Tuesday, November 25, 2003

Slacker? Moi?

How dare you. So yes, it's been a number of days since I last posted, but there's been little progress to report on. But, I reckon I'll take a break from the heady word of file manipulation and software fiddling, and fill you in.

So I've been finalising my methodology for getting the data ready and so far it's come to this:

Get a single HTML file containing each subjects May Archive.
Use a package called Tidy to neaten up the HTML, and output the file as XHTML, which is an HTML file as well-formed XML.
Mark-up the text in full XML using the tags I have created:
- Using simple text processing techniques, such as PERL scripts, it should be possible to automate some of this process. For example, it should be really easy to automatically find the HTML tags < EM > and < B > so tagging of surface details.
- For more content based tagging, I am looking to use a GUI based mark up tool. This maybe needed for seemingly simple things like DAYS and POSTS, because many weblog tools have different ways of tagging these, so it may not be possible to do them all automatically.
Spell checking. Still not quite decide how to do this, but I have a Java toolset that I'm going to start playing with, and we are considering the option of using XML to tag incorrectly spelt words with the correction, so that we have both versions available for analysis.

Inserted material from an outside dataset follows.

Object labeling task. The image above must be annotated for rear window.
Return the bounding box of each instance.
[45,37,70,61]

Problems encountered so far:

Some blog providers archive by month, some by week, some by day and some by post. That is potentially a lot of files to collect, and one big concatenation.
Some HTML files, which appear perfectly well in a browser, have errors that need to be corrected before Tidy can correct the errors it corrects, but I can't find out how to make it tell me what those errors are.
XML...hmm...
- I'm used to writing PERL scripts that search files line by line. But what if matching tags run over a line...it starts to get tricky. I'm thinking I might need to move this stage before the next stage, so that I remove all line breaks, search through one big long line, and then use Tidy to stick them back in, which it seems to like doing. We'll see.
- What XML tagger to use? The current plan is to use one that was developed in part here at the University, because my secondary supervisor worked on it, making access to the development team for much needed help a whole lot easier. Of course, I need to track them down first.
I'm not quite at that stage yet, but let's just hope my minimal JAVA skills are sufficient to cope.

So, that's the thinking at the moment. I'm currently experimenting by taking a relatively simple file through the procedure. I'll let you know how it goes.
- posted by scott @ 5:54 pm